Memórias e homenagens de líderes nacionais
A notícia do falecimento de Renato Rabelo gerou uma onda de consternação e homenagens por parte de figuras importantes do cenário político brasileiro. A ministra-chefe da Secretaria de Relações Institucionais do Governo, Gleisi Hoffmann, expressou sua tristeza com a perda do “companheiro Renato Rabelo, grande liderança do PCdoB”. Ela ressaltou a dedicação de Rabelo desde muito jovem à defesa dos trabalhadores, do socialismo e do Brasil, destacando sua coragem em enfrentar a ditadura, a perseguição e o exílio.
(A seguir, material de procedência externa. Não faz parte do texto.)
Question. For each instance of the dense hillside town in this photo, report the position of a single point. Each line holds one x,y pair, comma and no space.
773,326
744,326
Da mesma forma, a deputada federal Jandira Feghali (PCdoB) prestou uma emocionante homenagem ao ex-presidente do seu partido. Em suas palavras, Feghali se despediu de “um grande amigo, referência ideológica, política e de afeto”, que presidiu o PCdoB por décadas e foi um dos maiores construtores da história do Brasil. Ela enfatizou que Renato dedicou sua vida inteira à luta pela democracia, pela soberania nacional, por direitos e pelo socialismo, concluindo que “o Brasil ficou mais pobre de ideias e de luta” com sua partida. As homenagens revelam não apenas o reconhecimento de sua importância política, mas também o carinho e o respeito que Rabelo conquistou ao longo de sua trajetória, tanto dentro quanto fora de sua sigla partidária.
Conclusão
Renato Rabelo deixa um legado de inestimável valor para a história política do Brasil e para a esquerda brasileira. Sua trajetória, marcada pela coragem na resistência à ditadura, pela liderança estratégica no PCdoB e pela visão de um projeto de país mais justo e soberano, inspira novas gerações. Sua contribuição teórica e prática ao partido, sua capacidade de articulação e sua dedicação inabalável aos ideais democráticos e socialistas o eternizam como uma figura central. O adeus a Renato Rabelo é o luto por um militante incansável, um pensador perspicaz e um líder exemplar, cuja ausência será sentida, mas cuja obra permanecerá como um farol para os que continuam a lutar por um Brasil melhor.
Perguntas frequentes sobre Renato Rabelo
Quem foi Renato Rabelo?
Renato Rabelo foi um proeminente líder político brasileiro, ex-presidente do Partido Comunista do Brasil (PCdoB) e uma figura central na resistência à ditadura militar e na redemocratização do país.
Qual foi seu papel durante a ditadura militar?
Ele foi vice-presidente nacional da União Nacional dos Estudantes (UNE) e militante da Ação Popular (AP). Mais tarde, integrou o núcleo dirigente que conduziu a fusão da AP com o PCdoB e foi exilado na França devido à perseguição política.
Quando Renato Rabelo presidiu o PCdoB?
Renato Rabelo esteve à frente da presidência do PCdoB por 14 anos, de 2001 a 2015.
Quais foram suas principais contribuições ao PCdoB e à política brasileira?
Entre suas contribuições estão o aporte de ideias e formulações teóricas ao partido, o fortalecimento das relações internacionais com países socialistas (como China, Vietnã e Cuba), e sua participação na articulação da Frente Brasil Popular que lançou a primeira candidatura presidencial de Luiz Inácio Lula da Silva.
Que líderes políticos o homenagearam após sua morte?
A ministra-chefe da Secretaria de Relações Institucionais, Gleisi Hoffmann, e a deputada federal Jandira Feghali (PCdoB) foram algumas das personalidades que expressaram publicamente seu pesar e reconhecimento à trajetória de Renato Rabelo.